Reviewing the main attributes:

defining a poster/thumbnail for the video: the browser can download quickly this small image and display it while the video is loading. Good practice, it prevents having to load the video file unless the visitor click play. It avoids a layout shift when the video is loaded.
preload=”metadata”: the browser will only load the metadata of the video, include the duration: a common practice and a user expectation I think: to display the duration of the video before the user clicks play. (Note: really the browser is doing a HTTP range request to get just the beginning of the file, which contains the metadata)
Source: the video file in the WebM format.
Track: the caption file in the VTT format.

I have added structured data markup VideoObject to help search engines (mainly Google) understand the content of the video, which in turn should help indexing and discovery for the video. Just trying to get back a little bit of the discoverability lost by not using YouTube!
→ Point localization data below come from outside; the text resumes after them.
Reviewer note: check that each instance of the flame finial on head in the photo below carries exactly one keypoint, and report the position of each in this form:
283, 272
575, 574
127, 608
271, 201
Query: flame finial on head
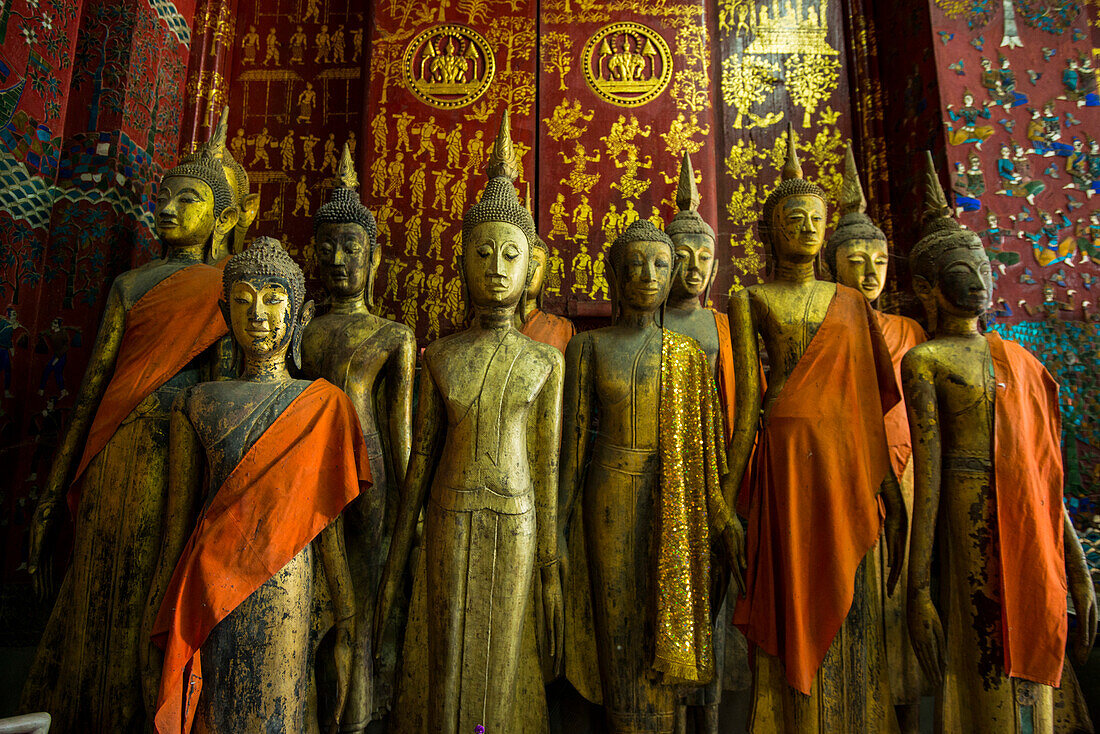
345, 174
503, 161
791, 166
688, 197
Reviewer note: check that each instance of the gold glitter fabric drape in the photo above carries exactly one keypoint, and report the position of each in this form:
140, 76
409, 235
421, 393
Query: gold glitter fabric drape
691, 505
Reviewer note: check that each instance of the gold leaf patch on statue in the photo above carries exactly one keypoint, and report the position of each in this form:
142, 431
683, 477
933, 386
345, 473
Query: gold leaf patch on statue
627, 64
448, 66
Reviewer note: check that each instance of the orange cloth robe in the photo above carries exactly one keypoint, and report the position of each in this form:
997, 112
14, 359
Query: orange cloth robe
813, 495
149, 357
1027, 477
901, 335
549, 329
295, 480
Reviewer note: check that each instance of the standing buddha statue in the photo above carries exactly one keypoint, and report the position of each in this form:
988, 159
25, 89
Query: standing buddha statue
485, 458
648, 497
262, 467
693, 243
857, 255
988, 479
812, 580
372, 359
113, 460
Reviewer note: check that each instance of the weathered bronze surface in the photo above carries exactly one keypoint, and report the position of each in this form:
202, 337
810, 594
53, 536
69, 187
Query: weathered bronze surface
857, 255
86, 674
486, 441
256, 661
372, 359
614, 483
785, 314
950, 396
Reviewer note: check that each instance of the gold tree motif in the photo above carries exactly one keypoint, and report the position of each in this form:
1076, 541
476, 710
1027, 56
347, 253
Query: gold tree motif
557, 55
745, 83
517, 36
811, 79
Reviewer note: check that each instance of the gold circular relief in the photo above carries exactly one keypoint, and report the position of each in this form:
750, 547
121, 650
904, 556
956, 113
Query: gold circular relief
448, 66
627, 64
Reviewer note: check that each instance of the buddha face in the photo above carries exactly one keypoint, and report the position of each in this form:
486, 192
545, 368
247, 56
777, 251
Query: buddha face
861, 264
343, 258
798, 226
694, 254
645, 275
538, 274
496, 264
965, 282
184, 211
261, 314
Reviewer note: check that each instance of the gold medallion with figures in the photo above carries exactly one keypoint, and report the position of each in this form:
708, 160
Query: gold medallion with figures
448, 66
627, 64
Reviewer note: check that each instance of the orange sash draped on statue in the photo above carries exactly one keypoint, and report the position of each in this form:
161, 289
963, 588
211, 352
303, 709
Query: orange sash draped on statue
149, 355
295, 480
549, 329
724, 373
813, 496
1029, 483
901, 335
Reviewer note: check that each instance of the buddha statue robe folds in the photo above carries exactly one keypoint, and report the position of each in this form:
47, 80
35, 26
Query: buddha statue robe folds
988, 496
857, 255
372, 360
811, 580
281, 458
648, 499
158, 326
486, 440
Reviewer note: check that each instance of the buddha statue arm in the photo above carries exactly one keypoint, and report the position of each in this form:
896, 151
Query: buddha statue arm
399, 405
334, 560
429, 426
96, 378
576, 418
924, 626
1081, 591
543, 437
185, 484
743, 336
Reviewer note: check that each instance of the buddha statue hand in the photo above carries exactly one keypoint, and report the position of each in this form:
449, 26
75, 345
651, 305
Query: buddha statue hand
895, 524
40, 560
343, 656
552, 609
1085, 604
926, 634
733, 536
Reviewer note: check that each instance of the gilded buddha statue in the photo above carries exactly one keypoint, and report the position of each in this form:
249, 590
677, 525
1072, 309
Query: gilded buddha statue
113, 460
485, 459
812, 582
261, 469
640, 505
693, 243
988, 480
857, 255
372, 359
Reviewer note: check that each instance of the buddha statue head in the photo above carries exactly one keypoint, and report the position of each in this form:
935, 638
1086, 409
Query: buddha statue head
498, 234
792, 226
857, 253
641, 263
345, 239
264, 303
692, 241
950, 269
248, 204
195, 203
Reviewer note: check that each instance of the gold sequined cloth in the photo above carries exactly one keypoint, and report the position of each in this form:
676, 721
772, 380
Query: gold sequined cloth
691, 506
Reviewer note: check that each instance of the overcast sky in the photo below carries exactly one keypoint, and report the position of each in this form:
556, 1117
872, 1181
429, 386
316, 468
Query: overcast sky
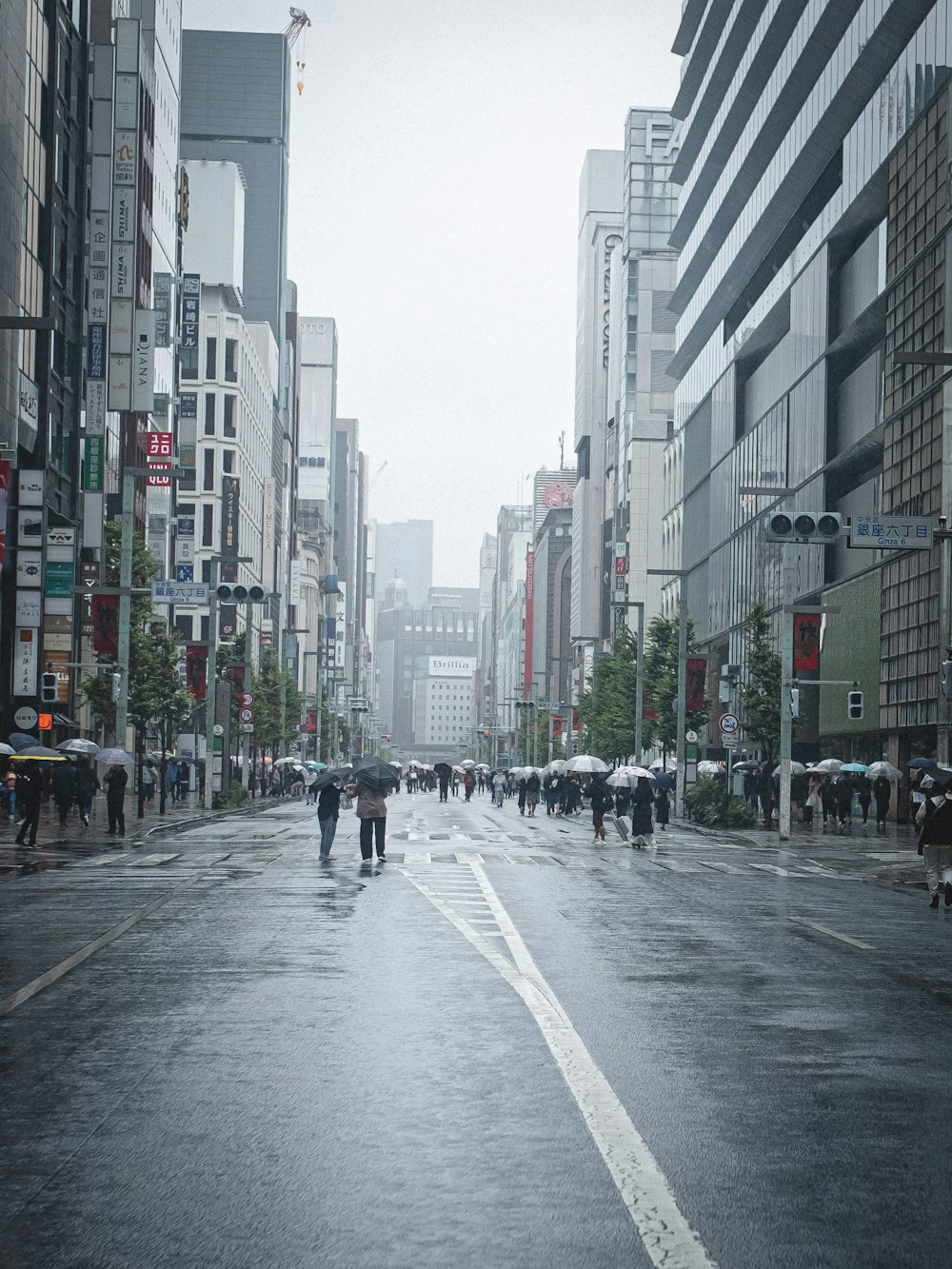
434, 168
<script type="application/ld+json">{
        "@context": "https://schema.org",
        "@type": "VideoObject",
        "name": "Deck Building Journal - Protecting the Deck",
        "description": "Adding 2 layers of water-based varnish to protect the deck.",
        "thumbnailUrl": [
            "https://www.info2007.net/assets/videos/posters/20240530--deck.jpg"
        ],
        "uploadDate": "2024-05-30T00:00:00+00:00",
        "duration": "PT1M14S",
        "contentUrl": "https://www.info2007.net/assets/videos/20240530--deck.webm"
    }</script>

Conclusion

I have followed that approach to publish 11 videos related to a home project (without editing), see Videos. I am happy with the result. The video quality is good enough for the content. The auto-generated caption is not perfect but I’ll blame my accent and sometimes a poor audio capture with my phone outside! My server is located in France, there is no CDN and when I tested it I did it from my current location in Australia: the video was loading fast enough to not being a noticeable problem.

The research work to put in place the pipeline described above took a couple of ~~hours~~ days, but now adding a video to the website is quite straightforward.

It is just the initial experiment. Hover the coming months, I will probably add more videos: This will create more scenario. I will collect usage feedback from users and from myself! (different browsers, network etc) All of it will refine this experiment and help to reach a broader conclusion as to what can and what cannot be done with self-hosted videos.